Sehr geehrte Herren, ich wurde durch Tod und Testament

Beantwortete Frage:

Sehr geehrte Herren, ich wurde durch Tod und Testament meines Vaters (schon Witwer) enterbt. Es gibt nur meine Schwester, die nun Alleinerbin ist. Ich habe meinen Pflichtteil geltend gemacht. Soweit besteht Einigung. Es wurde ein Nachlassverzeichnis erstellt. Aber Sie können sich denken, dass meine Schwester nun nicht gerne Auskunft erteilt, zumal etwas Vermögen aus dem Nachlaß meines Vaters vererbt wurde, unter anderem ein kleines Haus.
Nun meine Fragen:
1. Wenn ich nun den Pflichtteil ausgezahlt bekomme, kann ich dann auch noch danach, also z.B. ein Jahr später weitere Ansprüche geltend machen, wenn ich feststelle, dass zum Zeitpunkt des Nachlassverzeichnisses nicht alles ordnungsgemäß durch meine Schwester angegeben wurde?
2. Ausgleichs- und pflichtteilsergänzende Zuwendungen und Schenkungen durch unseren Vater hat meine Schwester verneint.
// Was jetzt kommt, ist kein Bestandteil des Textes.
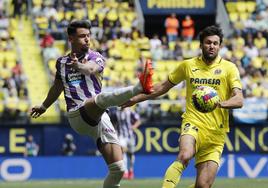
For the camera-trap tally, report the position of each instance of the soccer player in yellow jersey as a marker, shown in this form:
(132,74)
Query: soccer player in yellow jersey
(202,134)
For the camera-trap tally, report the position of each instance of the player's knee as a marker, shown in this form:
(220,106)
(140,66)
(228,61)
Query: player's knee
(117,169)
(203,183)
(184,158)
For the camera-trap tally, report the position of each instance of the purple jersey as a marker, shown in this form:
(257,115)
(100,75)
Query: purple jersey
(77,86)
(125,119)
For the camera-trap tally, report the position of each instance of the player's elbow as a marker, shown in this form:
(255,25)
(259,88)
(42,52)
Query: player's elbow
(240,103)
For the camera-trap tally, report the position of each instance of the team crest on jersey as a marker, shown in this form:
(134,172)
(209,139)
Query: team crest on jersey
(217,71)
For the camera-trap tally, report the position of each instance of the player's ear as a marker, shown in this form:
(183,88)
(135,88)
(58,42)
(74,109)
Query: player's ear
(70,38)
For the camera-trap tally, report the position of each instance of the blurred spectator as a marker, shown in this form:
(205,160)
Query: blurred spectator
(178,51)
(17,11)
(47,40)
(155,42)
(96,30)
(31,148)
(50,52)
(172,26)
(188,29)
(125,121)
(68,147)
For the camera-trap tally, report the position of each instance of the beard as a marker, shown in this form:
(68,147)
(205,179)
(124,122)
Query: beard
(209,57)
(85,49)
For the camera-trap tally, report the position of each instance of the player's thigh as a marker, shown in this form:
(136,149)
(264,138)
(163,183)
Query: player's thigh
(111,152)
(92,110)
(187,141)
(131,146)
(206,173)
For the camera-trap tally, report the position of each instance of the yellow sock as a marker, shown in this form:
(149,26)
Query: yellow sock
(173,175)
(192,186)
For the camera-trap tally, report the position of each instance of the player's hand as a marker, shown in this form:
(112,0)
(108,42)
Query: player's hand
(75,63)
(129,103)
(37,111)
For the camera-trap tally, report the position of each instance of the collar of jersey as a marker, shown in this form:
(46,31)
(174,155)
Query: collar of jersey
(215,62)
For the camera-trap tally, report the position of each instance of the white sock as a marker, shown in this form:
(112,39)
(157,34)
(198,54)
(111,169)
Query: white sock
(116,171)
(117,97)
(125,161)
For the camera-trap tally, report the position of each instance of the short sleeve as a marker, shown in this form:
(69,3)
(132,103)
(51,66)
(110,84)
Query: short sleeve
(98,59)
(234,77)
(178,74)
(58,76)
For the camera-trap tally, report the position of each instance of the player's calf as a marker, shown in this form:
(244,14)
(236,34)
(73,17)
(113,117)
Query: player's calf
(116,171)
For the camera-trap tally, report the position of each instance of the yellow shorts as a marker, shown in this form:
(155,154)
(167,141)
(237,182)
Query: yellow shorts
(209,143)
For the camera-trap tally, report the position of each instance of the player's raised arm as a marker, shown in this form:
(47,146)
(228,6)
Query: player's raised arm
(158,90)
(52,96)
(236,101)
(85,67)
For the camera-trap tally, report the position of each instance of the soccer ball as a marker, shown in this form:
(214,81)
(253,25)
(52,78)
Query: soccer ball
(205,99)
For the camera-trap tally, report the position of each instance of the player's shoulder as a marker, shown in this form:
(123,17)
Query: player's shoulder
(228,64)
(189,62)
(63,59)
(94,55)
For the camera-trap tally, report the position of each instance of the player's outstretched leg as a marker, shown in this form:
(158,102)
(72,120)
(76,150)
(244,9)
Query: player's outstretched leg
(120,96)
(173,174)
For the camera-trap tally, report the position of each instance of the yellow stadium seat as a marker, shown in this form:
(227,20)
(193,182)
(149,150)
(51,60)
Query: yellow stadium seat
(241,6)
(129,66)
(233,16)
(171,45)
(195,44)
(244,16)
(23,105)
(250,6)
(173,94)
(165,106)
(230,6)
(160,66)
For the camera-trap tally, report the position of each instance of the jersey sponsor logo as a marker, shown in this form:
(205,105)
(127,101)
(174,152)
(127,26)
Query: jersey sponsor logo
(74,78)
(217,71)
(194,70)
(212,81)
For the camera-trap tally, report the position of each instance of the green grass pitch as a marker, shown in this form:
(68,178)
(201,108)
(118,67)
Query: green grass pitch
(137,183)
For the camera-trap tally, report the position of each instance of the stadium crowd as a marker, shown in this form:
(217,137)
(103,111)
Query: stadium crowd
(117,36)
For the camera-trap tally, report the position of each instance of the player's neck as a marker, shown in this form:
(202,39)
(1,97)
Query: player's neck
(78,54)
(208,61)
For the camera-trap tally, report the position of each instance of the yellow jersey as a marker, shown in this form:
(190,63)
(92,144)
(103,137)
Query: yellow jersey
(222,75)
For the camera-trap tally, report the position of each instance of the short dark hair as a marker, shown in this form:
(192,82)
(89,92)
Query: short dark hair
(71,29)
(209,31)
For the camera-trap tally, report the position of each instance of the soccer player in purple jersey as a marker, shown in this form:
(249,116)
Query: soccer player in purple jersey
(79,75)
(126,121)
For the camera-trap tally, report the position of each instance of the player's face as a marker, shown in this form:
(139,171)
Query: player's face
(80,41)
(210,47)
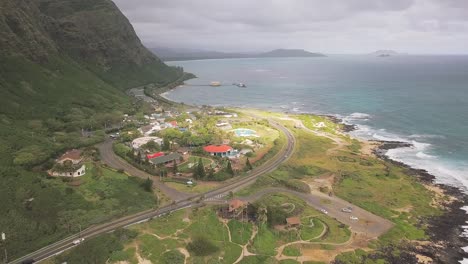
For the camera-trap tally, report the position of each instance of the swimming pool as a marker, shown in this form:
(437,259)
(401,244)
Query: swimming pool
(245,132)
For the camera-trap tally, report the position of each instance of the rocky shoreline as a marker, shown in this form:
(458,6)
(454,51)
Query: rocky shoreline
(445,230)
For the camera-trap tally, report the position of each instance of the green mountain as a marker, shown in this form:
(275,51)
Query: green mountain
(72,48)
(65,66)
(290,53)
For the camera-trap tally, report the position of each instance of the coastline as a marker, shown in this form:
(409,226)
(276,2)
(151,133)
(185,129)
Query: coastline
(445,231)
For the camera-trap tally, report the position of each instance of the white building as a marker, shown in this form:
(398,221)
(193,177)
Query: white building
(138,142)
(69,165)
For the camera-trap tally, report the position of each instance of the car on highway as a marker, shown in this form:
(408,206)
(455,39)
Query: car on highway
(347,210)
(78,241)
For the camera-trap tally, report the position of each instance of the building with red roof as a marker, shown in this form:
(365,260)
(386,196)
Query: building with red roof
(219,150)
(173,123)
(155,155)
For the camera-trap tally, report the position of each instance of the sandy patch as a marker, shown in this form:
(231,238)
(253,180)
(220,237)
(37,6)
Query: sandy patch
(326,180)
(440,199)
(367,147)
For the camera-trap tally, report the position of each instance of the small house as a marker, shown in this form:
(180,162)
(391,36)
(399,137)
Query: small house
(69,164)
(166,160)
(219,150)
(293,221)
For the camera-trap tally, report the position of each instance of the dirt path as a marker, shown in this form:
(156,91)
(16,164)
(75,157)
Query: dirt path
(369,224)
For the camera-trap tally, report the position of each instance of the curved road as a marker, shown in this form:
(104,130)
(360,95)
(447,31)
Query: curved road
(110,158)
(370,224)
(236,183)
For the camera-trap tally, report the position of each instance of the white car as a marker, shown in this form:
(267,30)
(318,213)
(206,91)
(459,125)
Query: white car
(346,210)
(78,241)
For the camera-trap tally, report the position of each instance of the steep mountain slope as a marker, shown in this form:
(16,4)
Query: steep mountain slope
(45,45)
(64,69)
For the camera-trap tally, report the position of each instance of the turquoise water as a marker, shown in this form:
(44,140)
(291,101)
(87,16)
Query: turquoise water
(419,99)
(244,132)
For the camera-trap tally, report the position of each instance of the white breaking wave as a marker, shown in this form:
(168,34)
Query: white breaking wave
(425,136)
(417,156)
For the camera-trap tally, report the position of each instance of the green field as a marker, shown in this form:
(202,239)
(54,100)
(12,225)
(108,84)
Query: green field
(184,167)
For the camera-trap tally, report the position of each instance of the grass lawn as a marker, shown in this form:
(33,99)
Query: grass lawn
(289,261)
(165,225)
(198,188)
(292,251)
(152,248)
(265,242)
(240,232)
(111,193)
(258,260)
(184,167)
(206,223)
(311,228)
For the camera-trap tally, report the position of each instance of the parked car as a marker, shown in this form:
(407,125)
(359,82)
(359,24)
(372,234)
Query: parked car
(78,241)
(346,210)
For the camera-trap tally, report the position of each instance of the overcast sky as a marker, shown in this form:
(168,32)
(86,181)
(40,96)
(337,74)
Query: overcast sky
(328,26)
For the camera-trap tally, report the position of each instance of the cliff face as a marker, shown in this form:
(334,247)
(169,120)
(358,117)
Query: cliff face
(93,33)
(22,31)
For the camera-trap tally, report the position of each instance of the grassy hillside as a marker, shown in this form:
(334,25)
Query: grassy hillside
(65,66)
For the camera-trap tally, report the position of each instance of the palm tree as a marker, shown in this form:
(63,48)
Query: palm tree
(262,215)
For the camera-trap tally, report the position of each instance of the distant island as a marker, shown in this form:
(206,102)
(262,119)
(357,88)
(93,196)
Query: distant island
(168,54)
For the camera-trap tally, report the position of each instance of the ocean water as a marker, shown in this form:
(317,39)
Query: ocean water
(417,99)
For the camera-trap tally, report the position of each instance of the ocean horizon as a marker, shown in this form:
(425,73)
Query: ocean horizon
(422,100)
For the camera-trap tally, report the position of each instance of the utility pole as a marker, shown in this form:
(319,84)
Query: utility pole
(80,231)
(4,245)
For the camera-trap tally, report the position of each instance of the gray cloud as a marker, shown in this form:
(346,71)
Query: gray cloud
(332,26)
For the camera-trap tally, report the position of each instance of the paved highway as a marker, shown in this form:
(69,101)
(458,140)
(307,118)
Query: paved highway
(236,183)
(370,224)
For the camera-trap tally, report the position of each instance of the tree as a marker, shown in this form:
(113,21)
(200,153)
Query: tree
(148,185)
(211,173)
(174,167)
(248,165)
(229,168)
(152,146)
(201,169)
(166,144)
(262,213)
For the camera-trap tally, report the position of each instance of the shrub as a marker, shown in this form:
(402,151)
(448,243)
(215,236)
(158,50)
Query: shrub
(202,246)
(173,257)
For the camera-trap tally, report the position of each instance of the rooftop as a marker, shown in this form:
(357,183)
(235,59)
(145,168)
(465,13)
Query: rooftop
(217,148)
(164,159)
(74,154)
(293,221)
(235,204)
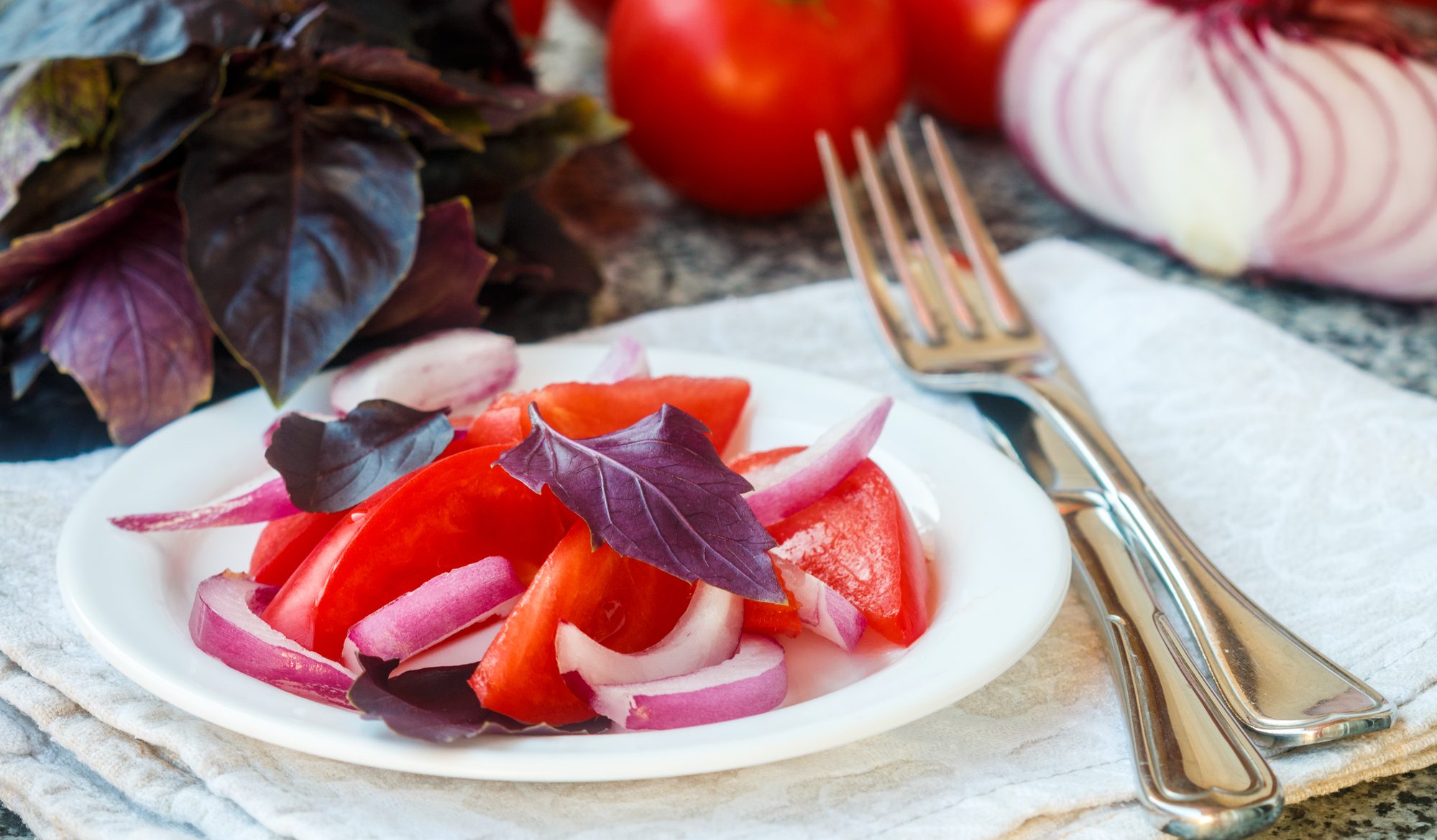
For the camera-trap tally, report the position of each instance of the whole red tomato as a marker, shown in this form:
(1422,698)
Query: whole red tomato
(725,96)
(595,10)
(956,52)
(529,16)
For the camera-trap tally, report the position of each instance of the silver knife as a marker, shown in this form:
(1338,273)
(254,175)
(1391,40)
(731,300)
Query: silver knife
(1198,770)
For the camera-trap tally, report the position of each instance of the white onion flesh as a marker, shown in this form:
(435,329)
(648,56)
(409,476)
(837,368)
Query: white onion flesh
(706,635)
(1313,158)
(224,624)
(792,484)
(624,361)
(821,609)
(755,680)
(262,500)
(457,369)
(440,608)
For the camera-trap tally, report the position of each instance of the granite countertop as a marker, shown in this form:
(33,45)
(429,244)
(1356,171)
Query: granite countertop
(658,251)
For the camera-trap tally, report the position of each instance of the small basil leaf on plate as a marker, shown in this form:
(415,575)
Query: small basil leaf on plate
(656,491)
(332,466)
(437,704)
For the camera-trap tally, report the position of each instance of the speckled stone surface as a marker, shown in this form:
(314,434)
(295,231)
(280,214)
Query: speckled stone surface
(658,251)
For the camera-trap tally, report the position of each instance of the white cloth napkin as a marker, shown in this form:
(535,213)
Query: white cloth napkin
(1311,483)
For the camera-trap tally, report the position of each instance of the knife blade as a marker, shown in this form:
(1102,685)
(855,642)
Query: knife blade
(1198,772)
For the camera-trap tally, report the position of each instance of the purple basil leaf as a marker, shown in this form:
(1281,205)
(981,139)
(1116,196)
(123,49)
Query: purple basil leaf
(660,493)
(33,254)
(437,704)
(441,287)
(300,224)
(129,328)
(151,30)
(157,109)
(332,466)
(46,108)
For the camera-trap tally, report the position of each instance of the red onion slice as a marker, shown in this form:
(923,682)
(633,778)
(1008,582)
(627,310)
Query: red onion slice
(459,369)
(753,681)
(624,361)
(707,634)
(821,609)
(263,500)
(436,611)
(792,484)
(226,625)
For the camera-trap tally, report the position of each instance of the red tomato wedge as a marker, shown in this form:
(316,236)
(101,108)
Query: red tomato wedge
(285,543)
(775,619)
(587,410)
(624,604)
(861,542)
(454,512)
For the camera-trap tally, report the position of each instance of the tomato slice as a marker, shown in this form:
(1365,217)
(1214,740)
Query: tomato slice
(861,542)
(775,619)
(587,410)
(285,543)
(621,602)
(454,512)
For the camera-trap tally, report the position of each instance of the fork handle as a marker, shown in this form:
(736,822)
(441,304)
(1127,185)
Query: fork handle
(1198,773)
(1282,690)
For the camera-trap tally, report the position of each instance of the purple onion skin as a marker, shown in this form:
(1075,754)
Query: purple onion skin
(224,625)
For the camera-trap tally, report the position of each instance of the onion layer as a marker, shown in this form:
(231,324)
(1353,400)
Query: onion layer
(624,361)
(753,681)
(457,369)
(266,502)
(226,625)
(441,606)
(706,635)
(1290,137)
(802,479)
(821,609)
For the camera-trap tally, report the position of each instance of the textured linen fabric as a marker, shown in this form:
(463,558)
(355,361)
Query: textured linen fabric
(1313,484)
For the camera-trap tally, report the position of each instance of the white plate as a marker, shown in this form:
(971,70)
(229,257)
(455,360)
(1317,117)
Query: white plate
(1001,571)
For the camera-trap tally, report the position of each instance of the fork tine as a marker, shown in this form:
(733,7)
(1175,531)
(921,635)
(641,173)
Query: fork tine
(963,313)
(894,239)
(855,244)
(976,240)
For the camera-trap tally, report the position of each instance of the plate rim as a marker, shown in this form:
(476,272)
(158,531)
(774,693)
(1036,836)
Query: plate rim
(802,733)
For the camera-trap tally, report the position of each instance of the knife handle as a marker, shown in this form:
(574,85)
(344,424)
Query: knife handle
(1281,688)
(1198,770)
Ich weiß aber, dass unser Vater ihr und ihrer Familie Reisen bezahlt hat und auch der Enkeltochter eine kleine Wohnung eingerichtet hat. Muss das auch offengelegt werden?
3. Zum Haus wurde ein Gutachten durch einen staatlich anerkannten Gutachter gefertigt. Das ist so i.O. Aber woher weiß ich, dass der Wert des Hauses in dem Gutachtens richtig eingeschätzt wurde? Ein anderer Gutachter hätte vielleicht mehr geschätzt. Kann ich auf eigene Kosten ein weiteres Gutachten beibringen?
4. Wenn meine Schwester sagen wir in den nächsten 5 Jahren das Haus mit einem Gewinn oder Verlust im Verhältnis zum Zeitpunkt der Gutachtenerstellung verkauft, kann ich dann aus der Differenz eine Nachforderung zum Pflichtteil geltend machen oder muss ich gar bei einem Verlust etwas zurück zahlen?
Gepostet: vor 24 Tagen.
Kategorie: Erbrecht
Experte:  ra-huettemann hat geantwortet vor 24 Tagen.

Sehr geehrte(r) Ratsuchende(r),

vielen Dank für Ihre Anfrage, zu der ich gern wie folgt Stellung nehme.

1. Ja, wenn sich im Nachhinein erweisen sollte, dass die Angaben zu Bestand und Umfang des Nachlasses lückenhaft oder gar wahrheitswidrig waren, so können Sie - unter Zugrundelegung des neu zu berechnenden Nachlasswertes - einen entsprechend höheren Pflichtteil einfordern.

2. Sofern Pflichtteilergänzungsansprüche gemäß § 2325 BGB im Raume stehen, hat Ihnen Ihre Schwester hierüber ebenfalls in gebotenem Umfang Auskunft zu erteilen. Sind Sie im Zweifel, ob die Auskünfte vollständig sind, so können Sie die Abgabe einer eidesstattlichen Versicherung einfordern. Sollten die Angaben sodann nicht stimmen, würde Ihre Schwester sich strafbar machen (§ 156 StGB).

3. Sofern begründete Zweifel an der Richtigkeit des Gutachtens bestehen sollten, so können Sie auf eigene Kosten ein weiteres Gutachten fertigen lassen.

4. Nein, etwaige Nachforderungen (eine Nachschusspflicht zu Ihren Lasten) bei einem späteren Verkauf des Hauses bleiben rechtlich außer Betracht. Maßgeblich ist ausschließlich der Nachlasswert zum Zeitpunkt des Erbfalls.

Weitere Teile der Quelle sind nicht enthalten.